INDEPENDENCE would increase job insecurity in Scotland and reduce access to employment, Alistair Carmichael, the new Scottish Secretary, has told MPs.

Speaking to the Commons Scottish Affairs Committee, he said: "Bluntly put, being part of the United Kingdom means that you have an access to jobs and you have job security and that is greater than it would be than if you were not part of the United Kingdom and you have to just put it as starkly as that. And then the question for people is - why would you want to give that up?"

Commenting on Whitehall's analysis paper on the macroeconomics of independence, Danny Alexander, the Chief Secretary to the Treasury, said there would be a "considerable loss" to Scotland if it left the UK and became an independent member of the European single market.

"It would be false economically to argue somehow within the EU, you can regain benefits you have lost from breaking up an independent sovereign state. They are totally different things.

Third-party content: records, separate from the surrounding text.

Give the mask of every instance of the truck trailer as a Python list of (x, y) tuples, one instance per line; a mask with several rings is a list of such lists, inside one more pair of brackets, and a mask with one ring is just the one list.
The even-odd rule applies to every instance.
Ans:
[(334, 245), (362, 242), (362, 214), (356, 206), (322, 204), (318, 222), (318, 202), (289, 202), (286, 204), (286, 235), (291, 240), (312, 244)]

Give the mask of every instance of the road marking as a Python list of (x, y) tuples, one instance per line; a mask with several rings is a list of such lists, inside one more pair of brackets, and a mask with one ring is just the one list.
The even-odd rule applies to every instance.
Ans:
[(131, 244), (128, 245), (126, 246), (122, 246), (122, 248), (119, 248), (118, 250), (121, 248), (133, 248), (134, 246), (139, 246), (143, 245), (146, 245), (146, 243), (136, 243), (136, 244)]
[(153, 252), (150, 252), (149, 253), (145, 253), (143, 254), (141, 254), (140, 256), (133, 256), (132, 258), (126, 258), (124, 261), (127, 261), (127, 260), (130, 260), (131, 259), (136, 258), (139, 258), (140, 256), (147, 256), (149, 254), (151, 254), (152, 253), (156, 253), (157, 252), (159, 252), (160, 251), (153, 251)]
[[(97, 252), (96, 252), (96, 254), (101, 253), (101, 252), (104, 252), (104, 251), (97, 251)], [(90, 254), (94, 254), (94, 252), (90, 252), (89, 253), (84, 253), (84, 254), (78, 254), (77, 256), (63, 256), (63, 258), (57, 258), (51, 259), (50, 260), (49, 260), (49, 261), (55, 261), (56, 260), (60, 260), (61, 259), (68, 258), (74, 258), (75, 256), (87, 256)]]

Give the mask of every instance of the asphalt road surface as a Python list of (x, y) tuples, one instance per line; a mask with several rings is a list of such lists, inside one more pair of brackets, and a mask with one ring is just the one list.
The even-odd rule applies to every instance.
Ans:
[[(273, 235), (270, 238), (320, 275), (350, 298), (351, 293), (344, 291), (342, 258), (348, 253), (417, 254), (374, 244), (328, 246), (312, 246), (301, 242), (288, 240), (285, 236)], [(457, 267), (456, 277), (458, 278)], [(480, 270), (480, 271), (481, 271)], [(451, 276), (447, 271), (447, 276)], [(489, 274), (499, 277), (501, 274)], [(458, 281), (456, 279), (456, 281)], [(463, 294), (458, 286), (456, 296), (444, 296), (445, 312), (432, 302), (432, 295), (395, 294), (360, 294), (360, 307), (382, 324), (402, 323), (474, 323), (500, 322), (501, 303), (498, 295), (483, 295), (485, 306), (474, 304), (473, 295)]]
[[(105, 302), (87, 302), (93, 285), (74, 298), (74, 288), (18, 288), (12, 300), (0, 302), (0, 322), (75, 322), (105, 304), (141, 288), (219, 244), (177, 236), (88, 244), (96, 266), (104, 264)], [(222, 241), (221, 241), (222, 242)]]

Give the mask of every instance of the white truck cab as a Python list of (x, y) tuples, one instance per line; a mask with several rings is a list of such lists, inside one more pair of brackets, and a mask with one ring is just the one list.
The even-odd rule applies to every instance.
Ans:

"In the EU, you have a single market that's negotiated between different countries. The EU single market in financial services is nowhere near as complete as the single, integrated market we have in the UK," he said.

"The analysis we did in this paper on the so-called border effect suggests that if Scotland were an independent country as part of the EU, there would still be significant costs in terms of trade and integration lost with the rest of the UK."

On the SNP Government's plan for an independent Scotland to join a currency union, Mr Alexander again argued it was "unlikely" such a system would be in the interests of either an independent Scotland or the continuing UK.

Pointing out how, if there were a currency union, an independent Scotland would sacrifice "a large chunk of the fiscal levers" on taxing, spending and borrowing, he referred to suggestions the SNP was considering using sterling in the absence of one. But the Chief Secretary said so-called sterlingisation carried "severe economic risks", including not having a lender of last resort.